Objects and bondes in the homes of courtesans: erotism and
social distinction in seventeenth-century Rome
The importance of the role played by furnishings in the creation of a
luxurious and erotic mise-en-scene in the homes of the courtesans was already
a literary and visual topos in the early decades of the sixteenth-century. This
article starts with a discussion of the way in which the material culture of
their domestic interiors is used in these texts to articulate ambiguities and
ambivalences about courtesans, especially issues pertaining to the relationships
between courtesans, prostitutes and their clients. It then moves on to
explore the domestic goods owned by prostitutes and courtesans in seventeenth-
century Rome, and the relationships between objects, courtesans and
their clients, as revealed in the legal and judicial documents of the period.
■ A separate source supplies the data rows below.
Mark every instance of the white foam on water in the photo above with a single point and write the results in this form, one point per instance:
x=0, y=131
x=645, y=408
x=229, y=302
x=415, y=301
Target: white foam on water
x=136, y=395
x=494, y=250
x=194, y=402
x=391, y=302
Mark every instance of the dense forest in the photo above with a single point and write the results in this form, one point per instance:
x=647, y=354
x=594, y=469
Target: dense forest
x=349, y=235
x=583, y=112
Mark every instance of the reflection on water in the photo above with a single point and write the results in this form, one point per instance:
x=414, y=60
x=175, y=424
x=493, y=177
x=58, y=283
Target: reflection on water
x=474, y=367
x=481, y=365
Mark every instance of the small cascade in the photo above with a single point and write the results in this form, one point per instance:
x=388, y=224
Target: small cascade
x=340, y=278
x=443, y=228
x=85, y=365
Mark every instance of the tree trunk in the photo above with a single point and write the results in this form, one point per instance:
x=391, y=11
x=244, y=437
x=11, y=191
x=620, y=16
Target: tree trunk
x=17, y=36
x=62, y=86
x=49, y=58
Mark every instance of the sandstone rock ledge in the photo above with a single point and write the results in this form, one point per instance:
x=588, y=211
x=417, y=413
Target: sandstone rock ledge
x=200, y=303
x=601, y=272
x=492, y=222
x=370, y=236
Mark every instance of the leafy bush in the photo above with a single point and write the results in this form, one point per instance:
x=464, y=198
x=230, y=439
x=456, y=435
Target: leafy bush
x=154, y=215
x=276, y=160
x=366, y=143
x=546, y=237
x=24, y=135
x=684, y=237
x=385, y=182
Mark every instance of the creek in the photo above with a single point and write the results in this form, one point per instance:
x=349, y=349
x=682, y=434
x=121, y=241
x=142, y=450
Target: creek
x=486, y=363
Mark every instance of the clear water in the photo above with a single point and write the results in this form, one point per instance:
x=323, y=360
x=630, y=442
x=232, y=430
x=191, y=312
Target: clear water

Furniture facilitated the kind of group sociability around courtesans which
was popular at the time, and contributed to the creation of an erotic ambiance,
as well as signalling the status of the clients as much as of the women. Despite
this, the author suggests that it would be mistaken to believe that these
objects articulated a particularly “female” aesthetic and that on the contrary,
certain objects were clearly linked to the world of men, connoting a certain
gender ambiguity and thereby neutralizing a space which was otherwise perceived
as being too “female” and therefore too dangerous for men.